Sekian lamanya mereka tinggal dalam bentuk kelompok suku dan membentuk serta menyelengarakan suatu sistem pemerintahan lokal yang ada secara bersama-sama di bawah kekuasaan tuan tanah. Lalu muncul suatu paradigma baru tentang sistem dan tata aturan pemerintahan lokal yang bersifat kerajaan yang hadir bersamaan dengan datangnya bangsa penjajah (Bangsa Belanda) dan menjajah Bangsa Indonesia termasuk nenek moyang orang Mingar.
Meskipun sedang dilakukan kegiatan revolusi militer bangsa penjajah, gerakan transformasi politik dalam sistem pemerintahan yang dibentuk ikut serta digalakan dan dibangun demi mengamankan kepentingan-kepentingan politik bangsa penjajah melalui kedaulatan pemerintahan kerajaan Kakang (kelompok orang-orang Demong) yang berpusat di Larantuka Dan kerajaanWaji (kelompok orang-orang Paji) yang berpusat di Sagu Adonara.
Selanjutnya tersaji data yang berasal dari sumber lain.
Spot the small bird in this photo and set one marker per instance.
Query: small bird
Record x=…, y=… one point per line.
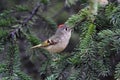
x=58, y=42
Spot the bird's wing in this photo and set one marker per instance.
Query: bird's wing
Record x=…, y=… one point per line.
x=51, y=41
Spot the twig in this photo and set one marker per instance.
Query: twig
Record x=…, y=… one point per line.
x=34, y=11
x=62, y=71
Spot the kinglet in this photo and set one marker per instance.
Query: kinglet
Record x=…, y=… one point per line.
x=58, y=41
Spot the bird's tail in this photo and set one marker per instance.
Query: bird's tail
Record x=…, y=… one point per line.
x=37, y=46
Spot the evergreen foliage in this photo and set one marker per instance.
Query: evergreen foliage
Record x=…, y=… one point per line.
x=96, y=57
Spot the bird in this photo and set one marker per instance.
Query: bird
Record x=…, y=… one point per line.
x=58, y=42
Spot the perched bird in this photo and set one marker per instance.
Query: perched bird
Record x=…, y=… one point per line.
x=58, y=41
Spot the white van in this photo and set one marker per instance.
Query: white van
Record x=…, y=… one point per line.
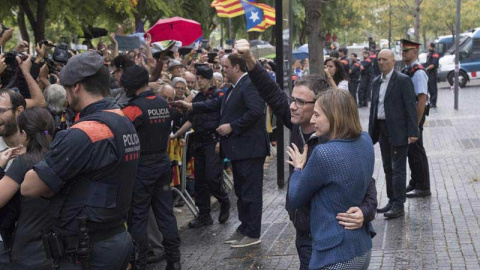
x=469, y=61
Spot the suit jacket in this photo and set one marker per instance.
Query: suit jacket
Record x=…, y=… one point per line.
x=400, y=109
x=243, y=108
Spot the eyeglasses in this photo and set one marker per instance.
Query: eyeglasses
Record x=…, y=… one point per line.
x=4, y=110
x=300, y=102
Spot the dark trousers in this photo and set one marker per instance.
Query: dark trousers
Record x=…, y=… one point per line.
x=110, y=254
x=31, y=256
x=248, y=184
x=152, y=189
x=208, y=177
x=155, y=237
x=303, y=242
x=432, y=87
x=394, y=159
x=418, y=162
x=352, y=88
x=363, y=91
x=4, y=258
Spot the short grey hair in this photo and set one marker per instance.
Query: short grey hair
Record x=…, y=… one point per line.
x=55, y=96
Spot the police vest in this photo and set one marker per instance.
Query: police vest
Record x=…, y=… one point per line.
x=203, y=122
x=103, y=196
x=156, y=125
x=410, y=71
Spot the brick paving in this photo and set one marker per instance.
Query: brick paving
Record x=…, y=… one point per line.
x=439, y=232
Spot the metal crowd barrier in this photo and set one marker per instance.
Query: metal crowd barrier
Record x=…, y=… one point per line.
x=182, y=192
x=183, y=180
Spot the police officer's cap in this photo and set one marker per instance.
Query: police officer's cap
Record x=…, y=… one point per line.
x=134, y=77
x=205, y=72
x=407, y=45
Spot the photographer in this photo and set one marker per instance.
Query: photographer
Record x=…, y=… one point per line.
x=36, y=97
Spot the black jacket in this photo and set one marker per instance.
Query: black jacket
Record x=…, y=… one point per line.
x=245, y=112
x=400, y=109
x=277, y=99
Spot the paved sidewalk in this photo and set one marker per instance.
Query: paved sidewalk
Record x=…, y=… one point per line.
x=439, y=232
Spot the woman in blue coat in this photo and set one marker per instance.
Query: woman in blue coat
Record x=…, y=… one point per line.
x=335, y=178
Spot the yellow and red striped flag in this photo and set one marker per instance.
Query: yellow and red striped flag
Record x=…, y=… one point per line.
x=228, y=8
x=233, y=8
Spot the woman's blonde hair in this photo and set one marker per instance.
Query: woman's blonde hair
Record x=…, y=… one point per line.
x=342, y=113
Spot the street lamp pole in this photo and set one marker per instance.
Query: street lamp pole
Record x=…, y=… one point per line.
x=457, y=54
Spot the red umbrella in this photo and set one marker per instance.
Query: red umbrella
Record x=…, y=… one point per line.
x=176, y=28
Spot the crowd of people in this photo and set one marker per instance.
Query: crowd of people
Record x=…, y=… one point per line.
x=91, y=144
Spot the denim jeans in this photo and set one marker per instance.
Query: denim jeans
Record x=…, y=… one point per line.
x=394, y=160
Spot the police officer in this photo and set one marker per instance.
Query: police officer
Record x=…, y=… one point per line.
x=419, y=185
x=208, y=163
x=89, y=173
x=151, y=117
x=365, y=80
x=431, y=67
x=354, y=76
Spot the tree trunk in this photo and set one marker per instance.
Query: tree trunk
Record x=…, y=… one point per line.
x=39, y=31
x=21, y=25
x=425, y=42
x=313, y=11
x=303, y=34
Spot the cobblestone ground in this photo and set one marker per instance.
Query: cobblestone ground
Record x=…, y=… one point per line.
x=439, y=232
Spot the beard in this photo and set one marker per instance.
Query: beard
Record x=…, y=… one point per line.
x=9, y=127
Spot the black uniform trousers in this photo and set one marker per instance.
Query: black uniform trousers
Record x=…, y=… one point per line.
x=4, y=258
x=394, y=159
x=152, y=189
x=208, y=177
x=248, y=184
x=364, y=90
x=418, y=162
x=352, y=88
x=432, y=87
x=110, y=254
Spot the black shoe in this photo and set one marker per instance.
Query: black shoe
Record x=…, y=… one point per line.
x=385, y=209
x=416, y=193
x=224, y=212
x=173, y=266
x=394, y=212
x=200, y=221
x=153, y=258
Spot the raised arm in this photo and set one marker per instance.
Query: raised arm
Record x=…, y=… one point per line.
x=37, y=100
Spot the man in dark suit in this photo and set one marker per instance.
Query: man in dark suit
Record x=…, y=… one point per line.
x=393, y=123
x=244, y=140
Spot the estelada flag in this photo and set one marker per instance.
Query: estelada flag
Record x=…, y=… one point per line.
x=258, y=16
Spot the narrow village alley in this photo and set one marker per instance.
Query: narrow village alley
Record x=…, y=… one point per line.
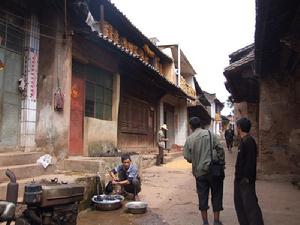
x=171, y=195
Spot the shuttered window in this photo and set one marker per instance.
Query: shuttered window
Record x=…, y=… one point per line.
x=98, y=93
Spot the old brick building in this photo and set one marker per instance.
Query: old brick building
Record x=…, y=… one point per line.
x=266, y=82
x=91, y=81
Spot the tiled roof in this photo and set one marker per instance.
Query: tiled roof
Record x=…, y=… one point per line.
x=137, y=58
x=150, y=43
x=239, y=63
x=242, y=50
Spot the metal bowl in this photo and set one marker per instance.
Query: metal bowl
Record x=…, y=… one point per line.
x=136, y=207
x=107, y=203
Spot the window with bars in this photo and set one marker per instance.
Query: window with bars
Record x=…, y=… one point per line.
x=12, y=33
x=98, y=93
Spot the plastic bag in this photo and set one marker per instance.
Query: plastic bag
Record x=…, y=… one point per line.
x=45, y=160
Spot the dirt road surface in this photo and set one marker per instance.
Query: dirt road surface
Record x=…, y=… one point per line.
x=171, y=195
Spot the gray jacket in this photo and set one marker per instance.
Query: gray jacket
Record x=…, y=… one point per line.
x=197, y=151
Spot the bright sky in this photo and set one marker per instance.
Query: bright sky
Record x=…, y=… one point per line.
x=207, y=30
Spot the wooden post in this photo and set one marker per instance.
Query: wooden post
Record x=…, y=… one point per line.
x=102, y=18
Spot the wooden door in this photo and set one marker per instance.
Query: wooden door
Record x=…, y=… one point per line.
x=169, y=120
x=77, y=116
x=151, y=120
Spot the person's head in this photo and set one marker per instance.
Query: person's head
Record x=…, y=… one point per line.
x=126, y=161
x=243, y=125
x=195, y=123
x=164, y=127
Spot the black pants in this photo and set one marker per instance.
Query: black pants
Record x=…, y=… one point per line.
x=246, y=204
x=134, y=187
x=160, y=156
x=215, y=184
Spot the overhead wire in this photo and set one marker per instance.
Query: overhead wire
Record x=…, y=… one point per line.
x=14, y=26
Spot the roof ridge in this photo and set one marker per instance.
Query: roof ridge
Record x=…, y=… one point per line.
x=135, y=27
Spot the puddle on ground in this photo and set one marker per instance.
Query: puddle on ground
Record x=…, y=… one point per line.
x=118, y=217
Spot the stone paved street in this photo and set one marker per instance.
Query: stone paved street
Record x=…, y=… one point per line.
x=171, y=194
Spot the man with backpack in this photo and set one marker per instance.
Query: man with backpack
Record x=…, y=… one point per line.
x=206, y=154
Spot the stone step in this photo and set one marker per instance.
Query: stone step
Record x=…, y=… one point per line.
x=26, y=171
x=19, y=158
x=94, y=164
x=61, y=177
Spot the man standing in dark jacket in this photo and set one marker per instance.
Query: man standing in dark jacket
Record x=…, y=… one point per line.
x=245, y=199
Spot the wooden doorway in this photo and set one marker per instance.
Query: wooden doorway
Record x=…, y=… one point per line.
x=169, y=120
x=77, y=116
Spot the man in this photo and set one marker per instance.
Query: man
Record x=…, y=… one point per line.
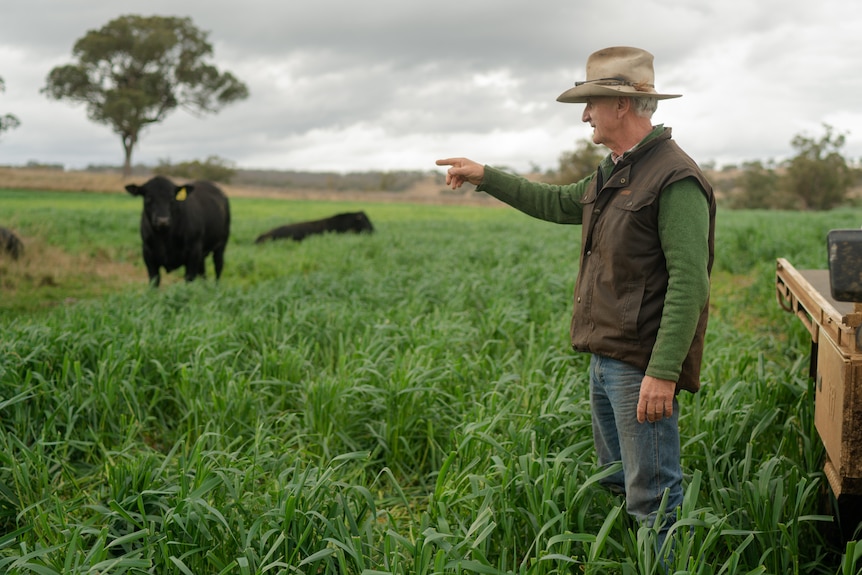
x=642, y=291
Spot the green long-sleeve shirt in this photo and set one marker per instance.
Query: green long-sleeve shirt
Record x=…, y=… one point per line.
x=683, y=232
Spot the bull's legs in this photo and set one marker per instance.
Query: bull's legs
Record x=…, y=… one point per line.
x=218, y=260
x=152, y=268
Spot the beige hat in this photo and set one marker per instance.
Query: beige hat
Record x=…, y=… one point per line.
x=617, y=71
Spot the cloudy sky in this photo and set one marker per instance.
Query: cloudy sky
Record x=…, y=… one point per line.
x=344, y=85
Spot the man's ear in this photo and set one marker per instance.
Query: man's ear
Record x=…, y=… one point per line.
x=624, y=104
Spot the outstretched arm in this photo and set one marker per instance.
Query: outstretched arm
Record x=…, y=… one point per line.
x=462, y=170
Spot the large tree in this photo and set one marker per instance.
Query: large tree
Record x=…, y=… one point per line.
x=8, y=121
x=136, y=70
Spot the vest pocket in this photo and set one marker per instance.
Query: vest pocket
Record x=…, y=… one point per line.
x=629, y=310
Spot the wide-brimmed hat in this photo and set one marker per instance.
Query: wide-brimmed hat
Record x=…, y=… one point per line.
x=616, y=71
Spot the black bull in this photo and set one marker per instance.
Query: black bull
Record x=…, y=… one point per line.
x=181, y=226
x=340, y=223
x=10, y=243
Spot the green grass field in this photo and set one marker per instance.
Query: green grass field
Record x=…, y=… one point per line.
x=404, y=402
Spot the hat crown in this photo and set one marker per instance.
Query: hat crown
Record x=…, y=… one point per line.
x=633, y=65
x=616, y=71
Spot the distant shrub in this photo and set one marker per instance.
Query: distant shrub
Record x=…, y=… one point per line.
x=213, y=168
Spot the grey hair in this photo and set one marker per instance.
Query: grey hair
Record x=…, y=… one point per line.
x=645, y=107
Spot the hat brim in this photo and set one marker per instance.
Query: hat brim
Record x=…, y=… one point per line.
x=580, y=94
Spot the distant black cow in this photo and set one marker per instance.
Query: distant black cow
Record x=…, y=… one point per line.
x=182, y=225
x=348, y=222
x=10, y=243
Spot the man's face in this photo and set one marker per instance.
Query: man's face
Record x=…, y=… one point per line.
x=600, y=113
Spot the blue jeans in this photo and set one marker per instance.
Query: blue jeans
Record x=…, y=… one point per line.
x=649, y=452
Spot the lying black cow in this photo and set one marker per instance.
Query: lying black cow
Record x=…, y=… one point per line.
x=181, y=226
x=340, y=223
x=10, y=243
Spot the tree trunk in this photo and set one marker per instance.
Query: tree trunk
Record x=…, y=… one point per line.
x=128, y=145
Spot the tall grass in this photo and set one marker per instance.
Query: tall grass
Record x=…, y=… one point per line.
x=404, y=402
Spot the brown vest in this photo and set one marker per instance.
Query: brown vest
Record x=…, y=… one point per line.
x=622, y=281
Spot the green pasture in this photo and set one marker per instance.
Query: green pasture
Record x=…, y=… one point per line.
x=403, y=402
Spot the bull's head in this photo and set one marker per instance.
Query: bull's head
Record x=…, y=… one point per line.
x=160, y=197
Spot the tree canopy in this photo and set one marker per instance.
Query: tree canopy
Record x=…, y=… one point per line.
x=8, y=121
x=136, y=70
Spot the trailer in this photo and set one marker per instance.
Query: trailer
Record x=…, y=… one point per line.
x=835, y=366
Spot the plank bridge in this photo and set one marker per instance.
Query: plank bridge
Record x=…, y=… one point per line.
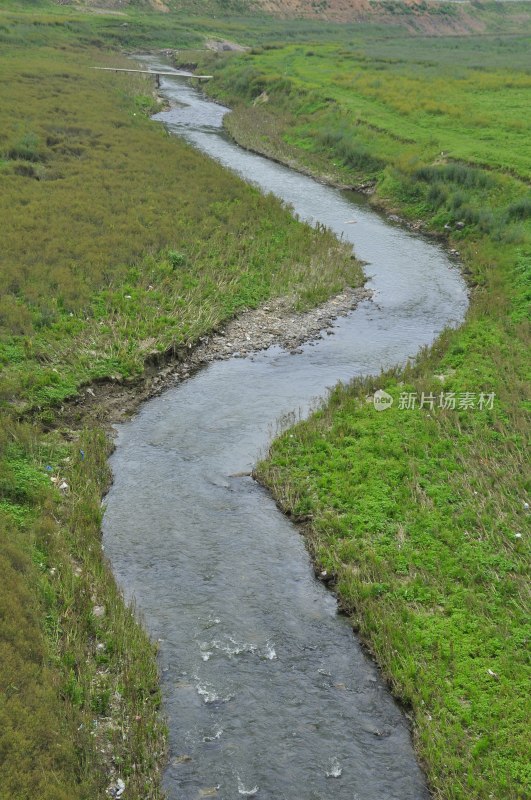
x=157, y=73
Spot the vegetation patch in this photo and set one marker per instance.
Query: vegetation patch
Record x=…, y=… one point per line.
x=118, y=243
x=421, y=512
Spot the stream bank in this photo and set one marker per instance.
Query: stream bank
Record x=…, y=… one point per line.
x=265, y=690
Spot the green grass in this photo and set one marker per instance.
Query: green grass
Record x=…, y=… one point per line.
x=117, y=242
x=416, y=512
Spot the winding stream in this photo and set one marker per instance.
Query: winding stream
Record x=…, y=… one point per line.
x=266, y=690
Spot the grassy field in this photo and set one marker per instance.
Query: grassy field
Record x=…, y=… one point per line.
x=117, y=242
x=422, y=515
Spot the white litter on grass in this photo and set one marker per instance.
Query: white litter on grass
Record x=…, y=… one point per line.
x=247, y=792
x=116, y=789
x=270, y=652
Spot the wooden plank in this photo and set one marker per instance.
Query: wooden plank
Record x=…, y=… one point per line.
x=153, y=72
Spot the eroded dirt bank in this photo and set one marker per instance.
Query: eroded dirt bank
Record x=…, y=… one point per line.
x=274, y=323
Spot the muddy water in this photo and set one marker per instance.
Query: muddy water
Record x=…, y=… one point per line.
x=266, y=689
Kelompok orang-orang Mingar masuk dalam kategori kelompok Paji di bawah kekuasaan pemerintahan kepala kampung yang terus mengalami perubahan pada pemerintahan desa gaya lama ke pemerintahan desa gaya baru (Orde Baru Tahun 1967) selanjutnya beralih kepada sistem pemerintahan reformasi tahun 1999.